Mesela benim bizzat üzerinde çalıştığım test yöntemi (bilenler için RT-LAMP (Reverse Transcription- Loop Mediated İsothermal Amplification – Geri Transkripsiyon – Halka Araçlı Isothermal Amplifikasyon), test başına 1 dolara mal oluyor ve sonuçlar 1 saatte belli oluyor.
Hassasiyeti ise "PCR test'" ile ayni seviyede ve patentlere tabi değil. Araştırma geliştirme açısından içinde bulunduğumuz aşama seri üretime geçiş aşaması. Tabii bir yandan sürekli yeni fikirlerin tasarıma eklenmesi ve tıbbi onayı.
En tehlikeli üç varyant
Birleşik Krallık varyantı
İlk varyant, ilk olarak Birleşik Krallık'ta geçen yılın Eylül ayında 23 mutasyonla tespit edildi.
B.1.1.7 olarak adlandırılan SARS-CoV-2'den (Covid-19 hastalığına sebep olan orijinal virüs) yaklaşık yüzde 50 daha bulaşıcı olduğuna inanılıyor.
Bu varyant o zamandan bu yana Türkiye'nin de aralarında olduğu en az 75 ülkeye yayıldı.
Brezilya varyantı
Bu varyant ilk olarak Ocak ayı başlarında Brezilya'nın Amazon bölgesini ziyaret eden Japon gezginlerde tespit edildi.
Ulusal Sağlık Sekreterleri Konseyi'ne göre, 7-22 Ocak tarihleri arasında Manaus'ta enfeksiyonlar yüzde 125 arttı. Yeni varyant artık dünya çapında yayılıyor.
Güney Afrika varyantı
B.1.351 varyantı ilk olarak Aralık 2020'de Güney Afrika'nın Doğu Cape Eyaletinde ortaya çıktı. 501.V2 olarak da bilinen varyant, E484K mutasyonunu içeriyor ve bu, bazı aşıların neden şimdiye kadar ona karşı daha az etkili bulunduğunu açıklıyor.
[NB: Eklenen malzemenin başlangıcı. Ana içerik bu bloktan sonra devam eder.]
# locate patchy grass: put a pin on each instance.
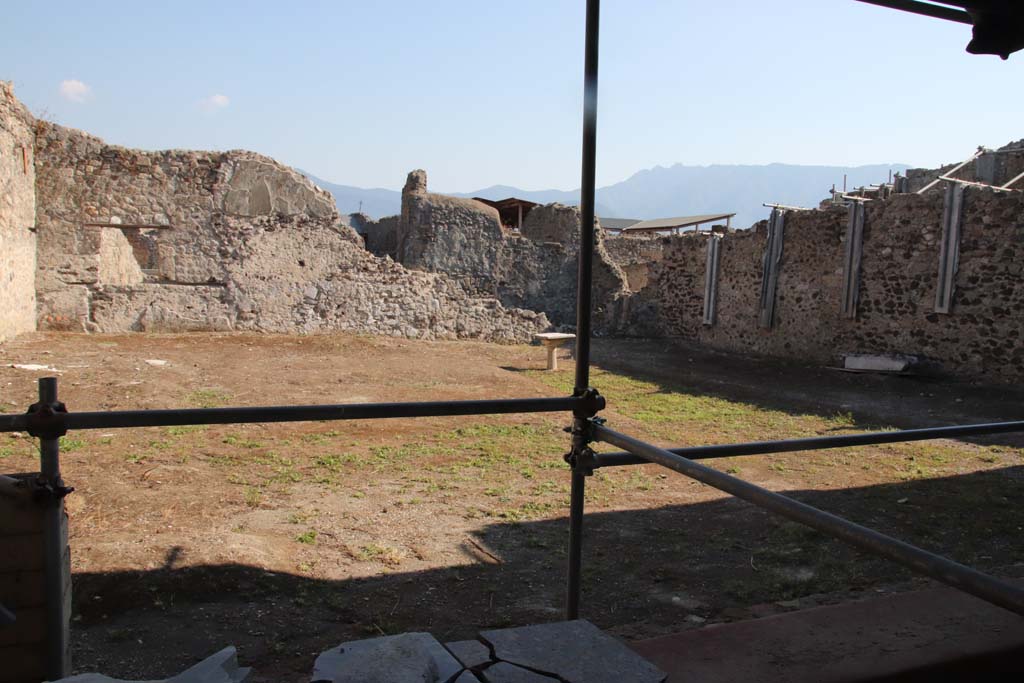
(208, 397)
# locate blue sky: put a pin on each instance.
(479, 93)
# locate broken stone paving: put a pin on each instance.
(567, 651)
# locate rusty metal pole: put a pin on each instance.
(56, 652)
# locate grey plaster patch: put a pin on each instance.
(574, 651)
(409, 657)
(471, 653)
(504, 672)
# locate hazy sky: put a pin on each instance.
(481, 92)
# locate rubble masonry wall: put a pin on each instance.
(982, 337)
(534, 269)
(177, 241)
(17, 216)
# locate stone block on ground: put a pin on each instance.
(503, 672)
(471, 653)
(410, 657)
(571, 651)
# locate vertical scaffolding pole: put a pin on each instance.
(949, 248)
(771, 263)
(56, 652)
(851, 260)
(711, 279)
(584, 282)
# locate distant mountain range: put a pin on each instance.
(663, 193)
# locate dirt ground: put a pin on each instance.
(287, 539)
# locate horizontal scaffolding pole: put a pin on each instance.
(960, 577)
(220, 416)
(814, 442)
(925, 8)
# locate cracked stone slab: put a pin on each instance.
(409, 657)
(471, 653)
(220, 668)
(503, 672)
(571, 651)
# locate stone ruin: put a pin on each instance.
(100, 238)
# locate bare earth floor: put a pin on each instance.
(285, 540)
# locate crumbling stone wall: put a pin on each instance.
(173, 241)
(995, 168)
(982, 337)
(535, 269)
(17, 216)
(636, 254)
(381, 237)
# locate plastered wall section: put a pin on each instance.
(195, 241)
(17, 216)
(981, 338)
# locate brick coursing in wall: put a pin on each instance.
(225, 241)
(982, 337)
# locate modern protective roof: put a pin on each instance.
(679, 221)
(616, 223)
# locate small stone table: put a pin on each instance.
(553, 340)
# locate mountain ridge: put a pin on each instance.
(664, 190)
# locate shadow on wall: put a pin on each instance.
(717, 560)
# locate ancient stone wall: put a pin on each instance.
(381, 236)
(17, 216)
(636, 255)
(982, 337)
(171, 241)
(993, 168)
(534, 269)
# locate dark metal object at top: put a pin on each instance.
(998, 25)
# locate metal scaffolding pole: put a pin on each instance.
(814, 443)
(949, 572)
(584, 283)
(39, 423)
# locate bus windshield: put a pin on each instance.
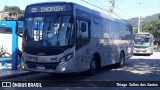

Güney Afrika, Oxford/AstraZeneca koronavirüs aşısının kullanımını şimdilik askıya aldı ve diğer aşıların yaygınlaşmasını hızlandırıyor.
- NOT: Bu ayın başlarında, ABD Hastalık Kontrol ve Önleme Merkezleri (CDC) başkanı Dr. Rochelle Walensky, virüsün varyantları hakkında endişelendiğini ve ülkenin hastalıkla mücadelede yaptığı son zeminin kaybedilebileceğini söylemişti.